2. Les caractéristiques de la mesure d’injonction
a) «sans limitation dans le temps»: le champ d’application ratione temporis de la mesure
b) «toutes les communications électroniques, tant entrantes que sortantes»: le champ d’application ratione materiae de la mesure
c) «à l’égard de toute sa clientèle»: le champ d’application ratione personae de la mesure
d) «in abstracto et à titre préventif»: la fonction préventive et dissuasive de la mesure sollicitée
e) «à ses frais»: la charge des coûts afférents à l’exécution de la mesure sollicitée
3. Conclusion intermédiaire
C – La qualification de la mesure au regard des directives et des articles 7, 8 et 11 de la charte: une «limitation» au sens de l’article 52, paragraphe 1, de la charte
1. «interprétées notamment au regard des articles 7 et 8 de la charte»: sur le respect de la vie privée et le droit à la protection des données personnelles
a) La protection des données personnelles (article 8 de la charte)

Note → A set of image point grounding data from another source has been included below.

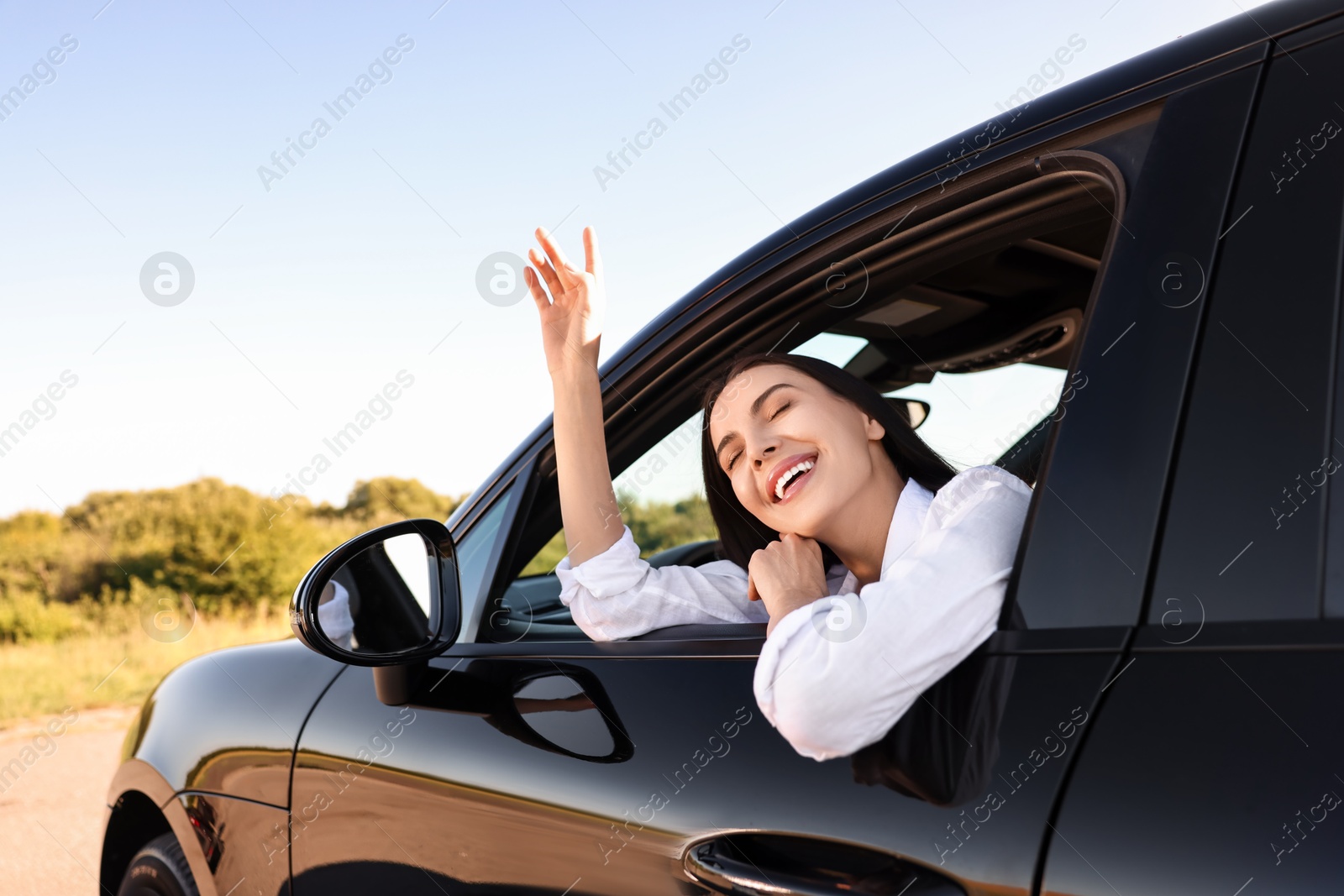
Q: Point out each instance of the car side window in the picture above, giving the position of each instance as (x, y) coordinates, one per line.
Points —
(1245, 524)
(660, 497)
(476, 555)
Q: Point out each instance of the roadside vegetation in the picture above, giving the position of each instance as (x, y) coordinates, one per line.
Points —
(100, 602)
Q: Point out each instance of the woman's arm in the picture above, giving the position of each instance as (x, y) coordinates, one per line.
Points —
(618, 595)
(571, 331)
(830, 696)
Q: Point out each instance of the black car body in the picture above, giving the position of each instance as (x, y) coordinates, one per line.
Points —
(1158, 711)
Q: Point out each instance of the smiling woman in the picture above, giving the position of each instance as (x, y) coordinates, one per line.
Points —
(837, 527)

b) Le secret des communications électroniques (article 7 de la charte)
2. «interprétées notamment au regard de l’article 11 de la charte»: sur la garantie de la liberté d’expression et du droit à l’information
3. Conclusion intermédiaire
D – Sur les conditions de limitation de l’exercice des droits et libertés reconnus par la charte et singulièrement la condition tenant à la «qualité de la loi» en particulier (article 52, paragraphe 1, de la charte)

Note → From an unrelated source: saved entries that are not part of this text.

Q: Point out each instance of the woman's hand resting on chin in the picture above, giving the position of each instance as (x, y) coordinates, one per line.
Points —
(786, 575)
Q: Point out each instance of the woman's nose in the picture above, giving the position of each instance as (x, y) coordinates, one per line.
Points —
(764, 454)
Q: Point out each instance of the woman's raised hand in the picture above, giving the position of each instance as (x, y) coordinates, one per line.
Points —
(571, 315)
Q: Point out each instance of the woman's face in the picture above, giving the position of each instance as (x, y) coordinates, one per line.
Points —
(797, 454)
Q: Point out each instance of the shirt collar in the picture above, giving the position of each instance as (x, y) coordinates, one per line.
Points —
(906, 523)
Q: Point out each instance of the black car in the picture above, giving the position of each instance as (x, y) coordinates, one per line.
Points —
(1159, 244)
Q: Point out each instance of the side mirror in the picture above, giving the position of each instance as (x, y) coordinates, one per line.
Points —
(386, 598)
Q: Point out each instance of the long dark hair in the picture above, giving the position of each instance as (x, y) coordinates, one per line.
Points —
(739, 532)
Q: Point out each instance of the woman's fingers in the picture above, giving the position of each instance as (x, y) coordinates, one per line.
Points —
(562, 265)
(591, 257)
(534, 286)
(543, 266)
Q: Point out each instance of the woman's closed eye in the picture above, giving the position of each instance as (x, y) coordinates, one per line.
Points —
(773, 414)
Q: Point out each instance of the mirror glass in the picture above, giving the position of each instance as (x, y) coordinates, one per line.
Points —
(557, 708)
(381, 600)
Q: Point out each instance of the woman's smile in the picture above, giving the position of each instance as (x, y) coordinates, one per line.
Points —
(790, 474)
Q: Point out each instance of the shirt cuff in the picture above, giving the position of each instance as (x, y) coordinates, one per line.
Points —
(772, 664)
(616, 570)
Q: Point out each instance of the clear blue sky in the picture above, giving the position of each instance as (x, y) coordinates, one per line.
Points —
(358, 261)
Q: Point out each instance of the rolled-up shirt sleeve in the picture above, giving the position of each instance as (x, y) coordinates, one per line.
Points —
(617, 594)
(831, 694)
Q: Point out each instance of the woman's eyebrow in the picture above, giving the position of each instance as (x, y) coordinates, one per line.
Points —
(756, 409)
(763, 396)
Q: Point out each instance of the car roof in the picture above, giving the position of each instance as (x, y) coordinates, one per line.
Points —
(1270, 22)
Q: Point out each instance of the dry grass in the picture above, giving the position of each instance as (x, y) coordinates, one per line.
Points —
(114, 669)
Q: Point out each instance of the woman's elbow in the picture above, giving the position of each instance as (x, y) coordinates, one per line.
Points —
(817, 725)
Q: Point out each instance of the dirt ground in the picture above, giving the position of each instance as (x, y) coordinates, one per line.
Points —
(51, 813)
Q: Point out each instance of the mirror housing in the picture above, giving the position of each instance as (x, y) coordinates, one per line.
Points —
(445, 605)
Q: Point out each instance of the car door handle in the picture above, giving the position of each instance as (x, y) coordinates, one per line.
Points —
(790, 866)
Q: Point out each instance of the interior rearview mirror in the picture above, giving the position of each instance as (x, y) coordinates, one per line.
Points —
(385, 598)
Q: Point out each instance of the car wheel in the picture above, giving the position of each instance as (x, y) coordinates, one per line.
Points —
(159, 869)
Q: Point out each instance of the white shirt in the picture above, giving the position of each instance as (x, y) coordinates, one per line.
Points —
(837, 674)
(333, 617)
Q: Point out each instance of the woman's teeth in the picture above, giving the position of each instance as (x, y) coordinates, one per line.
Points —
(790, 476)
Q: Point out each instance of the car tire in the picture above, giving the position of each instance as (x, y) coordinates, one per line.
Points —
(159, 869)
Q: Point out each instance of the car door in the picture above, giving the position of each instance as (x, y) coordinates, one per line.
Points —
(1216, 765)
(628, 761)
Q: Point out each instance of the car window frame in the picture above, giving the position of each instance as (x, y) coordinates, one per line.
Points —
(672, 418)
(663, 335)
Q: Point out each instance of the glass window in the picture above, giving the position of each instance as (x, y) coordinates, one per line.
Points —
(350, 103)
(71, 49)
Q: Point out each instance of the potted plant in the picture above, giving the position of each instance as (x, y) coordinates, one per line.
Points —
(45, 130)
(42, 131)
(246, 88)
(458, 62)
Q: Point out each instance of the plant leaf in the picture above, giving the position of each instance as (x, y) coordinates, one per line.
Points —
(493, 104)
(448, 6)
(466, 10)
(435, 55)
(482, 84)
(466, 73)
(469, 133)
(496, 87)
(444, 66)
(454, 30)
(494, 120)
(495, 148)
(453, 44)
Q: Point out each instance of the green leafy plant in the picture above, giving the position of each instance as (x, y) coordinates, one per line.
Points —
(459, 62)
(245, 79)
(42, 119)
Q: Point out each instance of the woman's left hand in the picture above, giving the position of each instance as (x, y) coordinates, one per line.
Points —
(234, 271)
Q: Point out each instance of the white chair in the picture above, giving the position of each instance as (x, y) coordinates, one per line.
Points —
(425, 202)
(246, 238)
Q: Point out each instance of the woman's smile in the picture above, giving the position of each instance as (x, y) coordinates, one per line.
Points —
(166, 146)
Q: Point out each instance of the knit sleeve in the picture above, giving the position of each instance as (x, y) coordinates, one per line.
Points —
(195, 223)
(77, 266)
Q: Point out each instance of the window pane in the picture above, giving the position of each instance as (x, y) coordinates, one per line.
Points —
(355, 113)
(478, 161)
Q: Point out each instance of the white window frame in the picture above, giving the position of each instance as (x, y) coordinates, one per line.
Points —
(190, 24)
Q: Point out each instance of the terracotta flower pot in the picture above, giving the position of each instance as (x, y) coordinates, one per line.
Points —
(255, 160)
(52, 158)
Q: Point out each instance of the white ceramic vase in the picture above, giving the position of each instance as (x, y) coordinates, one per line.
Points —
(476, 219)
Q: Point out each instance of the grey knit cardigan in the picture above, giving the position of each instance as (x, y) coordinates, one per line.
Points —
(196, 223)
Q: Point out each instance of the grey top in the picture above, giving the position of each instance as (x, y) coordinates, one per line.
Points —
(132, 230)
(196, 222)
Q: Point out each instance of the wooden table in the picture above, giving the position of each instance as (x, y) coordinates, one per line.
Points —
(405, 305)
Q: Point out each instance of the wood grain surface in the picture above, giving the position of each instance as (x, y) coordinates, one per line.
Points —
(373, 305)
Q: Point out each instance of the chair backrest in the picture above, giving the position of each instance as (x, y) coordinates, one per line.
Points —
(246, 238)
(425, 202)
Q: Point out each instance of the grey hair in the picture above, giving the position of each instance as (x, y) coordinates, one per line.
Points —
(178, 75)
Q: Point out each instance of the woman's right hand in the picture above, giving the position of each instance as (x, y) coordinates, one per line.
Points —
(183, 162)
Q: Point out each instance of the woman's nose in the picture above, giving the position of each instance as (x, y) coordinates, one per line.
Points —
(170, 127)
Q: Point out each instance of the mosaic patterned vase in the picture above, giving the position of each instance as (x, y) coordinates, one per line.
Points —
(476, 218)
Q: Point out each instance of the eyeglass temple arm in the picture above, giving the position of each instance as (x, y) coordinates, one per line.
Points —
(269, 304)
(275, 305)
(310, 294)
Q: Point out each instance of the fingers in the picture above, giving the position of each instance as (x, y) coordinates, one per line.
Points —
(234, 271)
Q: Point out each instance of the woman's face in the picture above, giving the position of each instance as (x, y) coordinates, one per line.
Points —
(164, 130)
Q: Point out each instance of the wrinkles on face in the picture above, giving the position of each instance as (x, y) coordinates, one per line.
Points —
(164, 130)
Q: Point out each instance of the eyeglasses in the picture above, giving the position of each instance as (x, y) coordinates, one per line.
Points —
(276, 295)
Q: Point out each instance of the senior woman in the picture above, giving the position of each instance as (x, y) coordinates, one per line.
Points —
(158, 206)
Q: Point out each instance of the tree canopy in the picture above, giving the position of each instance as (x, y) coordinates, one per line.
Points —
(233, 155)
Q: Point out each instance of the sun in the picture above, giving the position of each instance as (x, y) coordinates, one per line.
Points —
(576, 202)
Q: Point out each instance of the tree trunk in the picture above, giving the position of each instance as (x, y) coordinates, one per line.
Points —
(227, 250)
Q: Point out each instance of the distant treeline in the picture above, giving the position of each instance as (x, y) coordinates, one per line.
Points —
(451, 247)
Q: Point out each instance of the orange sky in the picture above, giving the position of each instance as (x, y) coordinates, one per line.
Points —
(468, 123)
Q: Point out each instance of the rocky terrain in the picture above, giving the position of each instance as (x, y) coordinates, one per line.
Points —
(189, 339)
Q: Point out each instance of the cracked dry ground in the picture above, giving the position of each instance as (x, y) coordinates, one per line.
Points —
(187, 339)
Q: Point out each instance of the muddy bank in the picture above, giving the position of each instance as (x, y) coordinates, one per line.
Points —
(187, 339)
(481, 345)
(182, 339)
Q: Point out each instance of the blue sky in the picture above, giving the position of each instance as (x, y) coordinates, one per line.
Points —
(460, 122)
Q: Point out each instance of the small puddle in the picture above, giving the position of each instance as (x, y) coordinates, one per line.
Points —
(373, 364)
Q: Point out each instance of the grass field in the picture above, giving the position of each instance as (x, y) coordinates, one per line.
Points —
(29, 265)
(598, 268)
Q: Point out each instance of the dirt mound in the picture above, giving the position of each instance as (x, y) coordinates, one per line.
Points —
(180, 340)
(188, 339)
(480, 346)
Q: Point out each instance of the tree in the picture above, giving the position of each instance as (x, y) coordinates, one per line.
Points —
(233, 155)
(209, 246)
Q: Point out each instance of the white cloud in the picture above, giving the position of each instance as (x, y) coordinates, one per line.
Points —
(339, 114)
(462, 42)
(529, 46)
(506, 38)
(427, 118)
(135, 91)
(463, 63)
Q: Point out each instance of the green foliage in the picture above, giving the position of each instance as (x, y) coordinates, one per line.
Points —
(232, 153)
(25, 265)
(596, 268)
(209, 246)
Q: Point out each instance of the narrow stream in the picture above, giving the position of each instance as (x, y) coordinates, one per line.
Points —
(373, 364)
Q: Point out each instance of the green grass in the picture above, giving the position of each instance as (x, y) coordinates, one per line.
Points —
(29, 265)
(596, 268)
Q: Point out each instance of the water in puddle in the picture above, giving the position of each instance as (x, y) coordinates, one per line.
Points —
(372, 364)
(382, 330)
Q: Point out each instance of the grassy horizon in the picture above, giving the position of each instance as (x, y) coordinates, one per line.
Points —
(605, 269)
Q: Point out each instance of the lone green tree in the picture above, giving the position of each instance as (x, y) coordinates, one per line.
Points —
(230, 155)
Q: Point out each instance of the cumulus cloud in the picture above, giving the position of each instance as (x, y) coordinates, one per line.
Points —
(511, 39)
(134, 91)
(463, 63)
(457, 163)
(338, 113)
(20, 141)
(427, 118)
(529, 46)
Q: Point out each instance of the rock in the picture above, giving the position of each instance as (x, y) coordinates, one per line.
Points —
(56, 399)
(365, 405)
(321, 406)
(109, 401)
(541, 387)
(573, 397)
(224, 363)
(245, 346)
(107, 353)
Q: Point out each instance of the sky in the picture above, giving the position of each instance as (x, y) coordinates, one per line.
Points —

E – «sur la base de la seule disposition légale»: l’examen de la législation nationale au regard de la condition tenant à la «qualité de la loi» (article52, paragraphe 1, de la charte)
V – Conclusion
I – Introduction
1. La présente affaire offre à la Cour l’opportunité de connaître à son tour de la question des atteintes portées au droit d’auteur et aux droits voisins sur Internet, du téléchargement illégal d’œuvres protégées, phénomène communément désigné comme le «piratage» d’œuvres musicales, cinématographiques, audiovisuelles ou encore littéraires, et de s’intéresser à la lutte menée par les titulaires de ces droits ou leurs ayants droit contre ce qui est présenté comme un fléau mondial (2). Elle est, plus précisément, appelée à se prononcer, question inédite, sur la viabilité, du point de vue du droit de l’Union, de certaines mesures techniques de lutte contre le piratage qui, bien que leur fiabilité ne soit pas totalement établie et qu’elles soient en permanence soumises au progrès technologique et à l’évolution des pratiques, sont présentées comme une réponse adéquate possible aux attentats aux droits de propriété intellectuelle quotidiennement perpétrés sur «la toile».
2. Les questions préjudicielles posées à la Cour dans cette affaire appellent une interprétation tant d’un ensemble complexe de dispositions d’actes de droit dérivé que de dispositions du droit primaire, plus précisément de la charte des droit fondamentaux de l’Union européenne (3), au regard de la convention européenne de sauvegarde des droits de l’homme et des libertés fondamentales (4). Il doit cependant être immédiatement indiqué qu’il ne saurait être question d’aborder, dans le cadre des présentes conclusions, l’ensemble des interrogations juridiques et des problèmes techniques (5) que les mesures en cause soulèvent. Prenant appui sur la formulation même des questions posées par la juridiction de renvoi ainsi que sur les termes suivant lesquels elle expose la situation juridique et factuelle de l’affaire au principal, nous allons nous efforcer de lui fournir une réponse utile en nous concentrant sur ses aspects les plus fondamentaux.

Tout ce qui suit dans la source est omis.